The Dowager’s word was enough to allow Astrid through the gate.
Melting snow was a mess of jumbled distorted footprints of people and animals. Search as she might, halloo as she might, Astrid couldn’t come across her lover on the road to town or anywhere in the town. Jon might have missed his way and tumbled blindly into the river, treacherous with ice rushing by, bobbing on spate. He may have circled round deliberately and drowned himself.
It must have been two in the morning when Astrid found her way to the tinsmith’s house, shivering convulsively and escorted by a night watchman, who banged on the door with his cudgel.
She knew she wouldn’t go back to Kallio Keep. Wouldn’t, couldn’t. She felt in her bones and her waters that if she did so she would act like a whore in her dad’s town, and that Anniki would spit in her face.

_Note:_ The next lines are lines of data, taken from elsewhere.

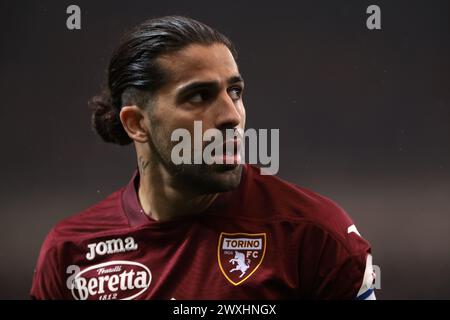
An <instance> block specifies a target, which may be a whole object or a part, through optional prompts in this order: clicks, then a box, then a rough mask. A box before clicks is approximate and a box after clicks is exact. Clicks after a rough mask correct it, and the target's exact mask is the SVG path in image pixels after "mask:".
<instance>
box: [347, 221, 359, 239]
mask: <svg viewBox="0 0 450 320" xmlns="http://www.w3.org/2000/svg"><path fill="white" fill-rule="evenodd" d="M352 232H353V233H356V234H357V235H358V236H360V237H361V234H360V233H359V231H358V229H356V226H355V225H354V224H352V225H351V226H350V227H348V228H347V233H348V234H350V233H352Z"/></svg>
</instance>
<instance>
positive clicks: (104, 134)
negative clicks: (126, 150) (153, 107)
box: [89, 91, 132, 145]
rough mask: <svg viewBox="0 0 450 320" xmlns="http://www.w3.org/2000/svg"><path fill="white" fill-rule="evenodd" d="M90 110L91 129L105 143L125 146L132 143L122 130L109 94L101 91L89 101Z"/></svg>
mask: <svg viewBox="0 0 450 320" xmlns="http://www.w3.org/2000/svg"><path fill="white" fill-rule="evenodd" d="M89 106H90V107H91V108H92V118H91V121H92V127H93V128H94V129H95V131H96V132H97V133H98V134H99V135H100V137H102V139H103V140H104V141H105V142H111V143H115V144H119V145H127V144H130V143H131V142H132V140H131V138H130V137H129V136H128V134H127V133H126V131H125V129H124V128H123V125H122V122H121V121H120V117H119V112H120V111H119V109H118V108H116V107H115V106H114V105H113V103H112V98H111V95H110V94H109V92H107V91H103V92H102V93H101V94H100V95H97V96H95V97H93V98H92V99H91V101H89Z"/></svg>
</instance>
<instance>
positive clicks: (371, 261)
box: [356, 254, 376, 300]
mask: <svg viewBox="0 0 450 320" xmlns="http://www.w3.org/2000/svg"><path fill="white" fill-rule="evenodd" d="M374 283H375V272H374V270H373V265H372V255H370V254H368V255H367V258H366V269H365V271H364V277H363V281H362V284H361V288H360V289H359V291H358V294H357V295H356V299H358V300H375V299H376V298H375V293H374Z"/></svg>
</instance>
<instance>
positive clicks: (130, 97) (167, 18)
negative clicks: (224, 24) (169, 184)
mask: <svg viewBox="0 0 450 320" xmlns="http://www.w3.org/2000/svg"><path fill="white" fill-rule="evenodd" d="M214 43H221V44H224V45H225V46H227V47H228V48H229V49H230V51H231V52H232V54H233V55H234V56H236V52H235V50H234V47H233V45H232V43H231V42H230V40H228V39H227V38H226V37H225V36H224V35H222V34H221V33H219V32H218V31H216V30H214V29H212V28H211V27H209V26H207V25H205V24H203V23H201V22H199V21H196V20H194V19H191V18H187V17H181V16H167V17H162V18H157V19H150V20H147V21H145V22H143V23H142V24H140V25H138V26H137V27H135V28H134V29H133V30H132V31H131V32H129V33H128V34H127V35H126V36H125V37H124V38H123V40H122V42H121V44H120V45H119V47H118V48H117V49H116V50H115V52H114V53H113V56H112V58H111V61H110V63H109V68H108V87H107V89H105V90H103V92H102V93H101V94H100V95H97V96H95V97H94V98H92V100H91V101H90V102H89V104H90V106H91V107H92V109H93V112H92V127H93V128H94V129H95V130H96V131H97V133H98V134H99V135H100V136H101V137H102V139H103V140H104V141H106V142H112V143H116V144H119V145H126V144H130V143H131V142H132V140H131V139H130V137H129V136H128V135H127V133H126V131H125V130H124V128H123V126H122V123H121V122H120V118H119V113H120V109H121V108H122V106H124V105H127V104H131V103H132V104H136V105H138V106H139V107H141V108H143V107H144V106H145V105H146V103H147V101H148V100H149V99H150V98H151V96H152V95H154V94H155V93H156V91H157V90H158V89H159V88H161V87H162V86H163V85H164V84H165V83H166V81H167V75H166V74H165V73H164V72H163V70H162V69H161V67H160V66H159V65H158V63H157V58H158V57H159V56H161V55H163V54H167V53H172V52H176V51H178V50H181V49H183V48H185V47H187V46H188V45H190V44H204V45H210V44H214Z"/></svg>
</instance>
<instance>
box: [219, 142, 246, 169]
mask: <svg viewBox="0 0 450 320" xmlns="http://www.w3.org/2000/svg"><path fill="white" fill-rule="evenodd" d="M219 151H221V152H219V153H217V154H216V152H215V150H213V152H212V156H213V159H214V163H215V164H219V165H223V166H226V167H230V168H235V167H237V166H238V165H239V164H241V152H240V151H241V141H240V140H238V139H236V138H235V139H230V140H227V141H225V142H224V143H223V145H222V149H221V150H219Z"/></svg>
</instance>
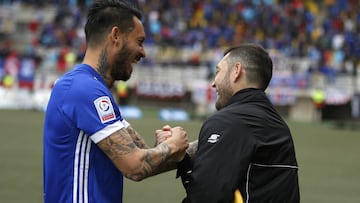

“So you came here instead,” Bosco said to Astrid, “where at least your problem gives you an occupation. A livin’, you might say.”
The naked woman, perched on the stool, turned to him. Daylight was already reasserting itself.
“The man-sway has faded,” she whispered. “The sway to love men: I felt it fade while I was telling you.”
She had unburdened herself. The cuckoo on her breast had cackled, and the pressure was gone.
“Did you see me as white, earlier on tonight?” Bosco asked her. “Do you see all your sailors as white?”
“I saw them all as Jon,” she whispered.